= Octavien de Guasco =

Octavien de Guasco (22 February 1712 – 10 March 1781), Count of Clavières, was an Italian writer and translator.

==Life==
He was born Giovanni Battista Ottaviano Guasco in Bricherasio (Vapereau has Pignerol) (either way then within the limits of the domain of the Savoyard state, to Francesco Bartolomeo de Guasco (1675–1742) and Maria Anna Margherita Turinetti (1685–1733). His father belonged to a cadet branch of an ancient family of Alessandria (see Genealogy of the Guasco family), and was jurisconsult and intendant to Victor Amadeus II of Savoy. His mother was of the family of the marquises of Priero and Pancalieri. He was the fourth of sixth children — three boys and three girls — his elder brother being Francesco Guasco (1708–1763) and his younger brother being Pier Alessandro Guasco (1714–1780).

He entered holy orders and in 1751 was granted a rich canonicate at Tournai.

He lived some years in Paris, where he was linked with the Lumières and with the salon of Madame de Tencin; he was on close terms with Montesquieu, and highly esteemed by Lord Chesterfield and by Claude Adrien Helvétius. In 1750 he was elected to the Académie des Inscriptions et Belles-Lettres (as an associé libre); he was also a member of the Royal Society of London, the Etruscan Academy of Cortona, and the National Academy of Bordeaux.

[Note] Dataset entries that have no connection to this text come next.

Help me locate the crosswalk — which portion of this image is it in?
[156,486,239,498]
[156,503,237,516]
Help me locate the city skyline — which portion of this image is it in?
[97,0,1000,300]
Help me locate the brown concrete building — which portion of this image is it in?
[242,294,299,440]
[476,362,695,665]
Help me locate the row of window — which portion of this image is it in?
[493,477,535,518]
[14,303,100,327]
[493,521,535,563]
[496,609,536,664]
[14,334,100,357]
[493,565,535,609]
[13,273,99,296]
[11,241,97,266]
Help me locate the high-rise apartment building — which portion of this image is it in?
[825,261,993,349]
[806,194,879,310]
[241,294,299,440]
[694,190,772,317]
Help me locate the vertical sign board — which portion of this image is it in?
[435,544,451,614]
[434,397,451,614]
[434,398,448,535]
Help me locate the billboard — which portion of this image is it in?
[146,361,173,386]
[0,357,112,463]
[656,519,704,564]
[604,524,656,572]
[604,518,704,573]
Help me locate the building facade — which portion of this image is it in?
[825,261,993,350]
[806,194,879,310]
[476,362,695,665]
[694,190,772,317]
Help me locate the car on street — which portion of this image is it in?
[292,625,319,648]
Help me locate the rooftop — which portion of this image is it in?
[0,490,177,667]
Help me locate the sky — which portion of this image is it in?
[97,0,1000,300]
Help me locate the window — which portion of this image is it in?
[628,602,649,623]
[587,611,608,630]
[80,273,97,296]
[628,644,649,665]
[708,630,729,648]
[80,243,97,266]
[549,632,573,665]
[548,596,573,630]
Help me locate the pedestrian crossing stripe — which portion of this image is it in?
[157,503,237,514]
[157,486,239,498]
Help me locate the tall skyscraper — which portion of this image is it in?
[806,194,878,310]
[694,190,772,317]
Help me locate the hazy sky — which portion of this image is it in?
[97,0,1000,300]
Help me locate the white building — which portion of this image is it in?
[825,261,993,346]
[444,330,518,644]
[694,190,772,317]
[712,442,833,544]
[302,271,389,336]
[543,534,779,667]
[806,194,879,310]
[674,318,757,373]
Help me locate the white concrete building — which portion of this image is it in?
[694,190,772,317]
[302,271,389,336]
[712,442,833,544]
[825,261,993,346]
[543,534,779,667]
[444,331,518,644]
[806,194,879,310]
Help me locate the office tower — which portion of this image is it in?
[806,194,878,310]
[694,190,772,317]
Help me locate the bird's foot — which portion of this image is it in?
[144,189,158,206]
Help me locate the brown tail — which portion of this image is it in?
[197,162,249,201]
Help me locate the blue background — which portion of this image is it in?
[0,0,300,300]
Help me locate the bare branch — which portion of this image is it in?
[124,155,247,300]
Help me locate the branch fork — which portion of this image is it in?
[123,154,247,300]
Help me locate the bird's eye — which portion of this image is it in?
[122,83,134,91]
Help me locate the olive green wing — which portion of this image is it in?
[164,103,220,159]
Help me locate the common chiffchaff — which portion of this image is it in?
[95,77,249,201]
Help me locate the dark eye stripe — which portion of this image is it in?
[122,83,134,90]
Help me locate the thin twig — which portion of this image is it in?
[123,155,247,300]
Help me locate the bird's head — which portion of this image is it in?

In his Lettres familières du président de Montesquieu (1767), Guasco published a selection of his personal correspondence; this embroiled him with Madame Geoffrin and her social circle.

One of his relatives, the marquis Francesco-Eugenio de Guasco (born 1720 in Alessandria), was also known in Italy for some literary works.

Octavien de Guasco died at Verona in 1781.

==Works==
- Dissertations historiques, politiques et littéraires (2 volumes, published 1756 in Tournai)
- Lettres familières du président de Montesquieu à divers amis d'Italie (published 1767 in Florence)
- De l'usage des statues chez les Anciens (published 1768 in Brussels)
- Italian translations (from the French) of Montesquieu's The Spirit of Laws, Cantemir's History of the Ottomans, etc.